A neural network (NN) trained with a genetic algorithm to play the game Snake.
The NN has to choose between three actions at every step during the game: 'STRAIGH' (go straight), 'RIGHT' and 'LEFT'. When the snake hit a wall or bite its tail, the game is over.
The project is divided into four files:
- The Snake game is in
SnakeGame.py. It contains the game mechanics and the UI. - The Neural Network settings are in
NeuralNet.py. - The optimization process using a genetic algorithm is located in
GeneticAlg.py. - Finally the data analysis and results are processed and compiled in
Analysis.py.
There are two kinds of snake games: training games and testing games. For training games, we bias the random number generator controling the position of the food. Each RNG will provide a different game depending on the seed. During the training, we only allow 100 seeds. Then, there are only 100 snake games the NN can play because only 100 sequences of food placement are allowed.
When testing we change the seeds and the NN has to perform on previously unseen games.
See in SnakeGame.py:
def __init__(self, size = (10,20), trainingGame = True, maxMoves=100):
[...]
if trainingGame:
# It is a training game we only train over 100 different games.
# A game is a unique succession of food placement.
# We basically bias the random number generator to only have 100 sequences
self.randgen = rd.Random(rd.randint(0,100))
else:
# The game has not been seen before. The random number
# generator generate a sequence of food placement never seen before.
self.randgen = rd.Random(rd.randint(100,10000))
self.chooseFoodPosition()
def chooseFoodPosition(self):
[...]
self.food = ((self.randgen.randint(1,self.size[0])-1, self.randgen.randint(1,self.size[1])-1))
while self.food in self.snake:
self.food = ((self.randgen.randint(1,self.size[0])-1, self.randgen.randint(1,self.size[1])-1))
return TrueA neural network plays the game by executing:
NNRandom = NeuralNet()
G.NNetPlayShow(NNRandom)or
NNRandom = NeuralNet()
G.NNetPlay(NNRandom)A human can also play the game by executing:
G = SnakeGame()
G.hummanPlay()The neural network receives an input of dimension 6 and has to output a vector of dimension 3. The highest component of the output decides the decision that is made.
The NN contains two hidden layers of each 20 neurons. These parameters are decided empirically and according to the processing power I had available.
The input answers the following questions with 0 when False and 1 when True:
- Is it clear
STRAIGHT? - Is it clear
LEFT? - Is it clear
RIGHT? - Is there food
STRAIGHT? - Is there food
LEFT? - Is there food
RIGHT?
To learn more about how we create the input, check createInputNN(...) in SnakeGame.py.
Here is an example of the evolution of the snakes. The code used to generate this is in Analysis.py.
All NN generated and tested in the genetic algorithm are saved in NNsave.pickle. I could not upload the file because the size exceeds the limit but the parameters are saved in Analysis.py. Execute python Analysis.py to get new (hopefully similar) data.
NNsave is a dictionnary with the following structure:
NNsave = {
1: [(NN_best_gen1, reward1), (NN_2best_gen1, reward2)...(NN_worst_gen1, rewardN)]

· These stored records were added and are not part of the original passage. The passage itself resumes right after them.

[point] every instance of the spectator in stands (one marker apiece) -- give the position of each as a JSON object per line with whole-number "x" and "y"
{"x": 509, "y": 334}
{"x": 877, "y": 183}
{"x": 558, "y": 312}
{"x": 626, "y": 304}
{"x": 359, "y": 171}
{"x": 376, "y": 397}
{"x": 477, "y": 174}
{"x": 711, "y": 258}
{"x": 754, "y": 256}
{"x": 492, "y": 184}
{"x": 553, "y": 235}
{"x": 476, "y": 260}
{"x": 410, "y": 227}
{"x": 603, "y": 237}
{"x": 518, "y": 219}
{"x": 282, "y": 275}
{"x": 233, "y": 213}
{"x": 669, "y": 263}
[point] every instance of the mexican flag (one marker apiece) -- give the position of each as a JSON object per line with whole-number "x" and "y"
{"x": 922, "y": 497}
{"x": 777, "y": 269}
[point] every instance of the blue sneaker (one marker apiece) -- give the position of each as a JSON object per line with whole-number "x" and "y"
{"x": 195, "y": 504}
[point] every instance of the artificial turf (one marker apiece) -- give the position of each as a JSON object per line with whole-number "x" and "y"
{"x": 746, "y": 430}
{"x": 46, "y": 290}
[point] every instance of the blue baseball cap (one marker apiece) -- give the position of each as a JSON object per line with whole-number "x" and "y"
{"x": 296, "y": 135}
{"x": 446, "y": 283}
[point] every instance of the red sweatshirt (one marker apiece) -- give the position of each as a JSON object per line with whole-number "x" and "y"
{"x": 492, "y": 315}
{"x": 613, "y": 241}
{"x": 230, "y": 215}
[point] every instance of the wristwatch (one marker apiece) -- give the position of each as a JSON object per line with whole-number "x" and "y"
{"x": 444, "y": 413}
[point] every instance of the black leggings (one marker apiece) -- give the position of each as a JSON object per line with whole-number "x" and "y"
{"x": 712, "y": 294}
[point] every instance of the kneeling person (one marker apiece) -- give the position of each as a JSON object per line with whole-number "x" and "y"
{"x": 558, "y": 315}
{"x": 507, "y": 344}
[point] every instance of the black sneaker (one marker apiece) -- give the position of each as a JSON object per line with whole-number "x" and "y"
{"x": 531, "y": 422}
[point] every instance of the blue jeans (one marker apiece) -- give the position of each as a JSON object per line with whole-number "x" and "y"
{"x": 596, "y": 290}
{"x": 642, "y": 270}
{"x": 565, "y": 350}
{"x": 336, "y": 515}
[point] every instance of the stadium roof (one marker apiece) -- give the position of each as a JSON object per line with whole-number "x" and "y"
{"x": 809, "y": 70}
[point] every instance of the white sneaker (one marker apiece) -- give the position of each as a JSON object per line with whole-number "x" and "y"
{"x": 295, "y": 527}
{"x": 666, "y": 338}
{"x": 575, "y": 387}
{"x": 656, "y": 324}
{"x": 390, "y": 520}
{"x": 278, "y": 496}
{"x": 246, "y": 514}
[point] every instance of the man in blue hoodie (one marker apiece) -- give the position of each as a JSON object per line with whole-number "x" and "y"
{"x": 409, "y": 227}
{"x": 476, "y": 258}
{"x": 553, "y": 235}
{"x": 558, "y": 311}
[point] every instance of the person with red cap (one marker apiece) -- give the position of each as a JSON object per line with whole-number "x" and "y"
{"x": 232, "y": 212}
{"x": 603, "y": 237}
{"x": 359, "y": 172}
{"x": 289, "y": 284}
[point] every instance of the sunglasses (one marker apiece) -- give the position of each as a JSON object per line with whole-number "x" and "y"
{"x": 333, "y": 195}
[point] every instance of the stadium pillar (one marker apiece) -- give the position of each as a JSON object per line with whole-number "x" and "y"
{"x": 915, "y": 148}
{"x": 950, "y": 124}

1: [(NN_best_gen2, reward1), (NN_2best_gen2, reward2)...(NN_worst_gen2, rewardN)]
...
60: [(NN_best_gen60, reward1), (NN_2best_gen60, reward2)...(NN_worst_gen60, rewardN)]
}Here is the evolution of the reward depending on the number of generation when training the NN (executing the genetic algorithm). All the parameters to generate this graph can be found in Analysis.py.
Here is the evolution of the reward depending on the number of generation when testing the NN (on previously unseen games).
We can notice a breakthough has been made by the natural selection around generation #56. The snakes move in counter-clockwise loops until a food is on the way. Generation 60:
You will need the following modules:
randomcollectionsfor the snake representation.cursesfor the UI.numpytqdm, not absolutely necessary, replacefor genNb in tqdm(range(maxGen, generation))byfor genNb in range(maxGen, generation)inGeneticAlg.py.multiprocessingto run the genetic algorithm on multiple threads.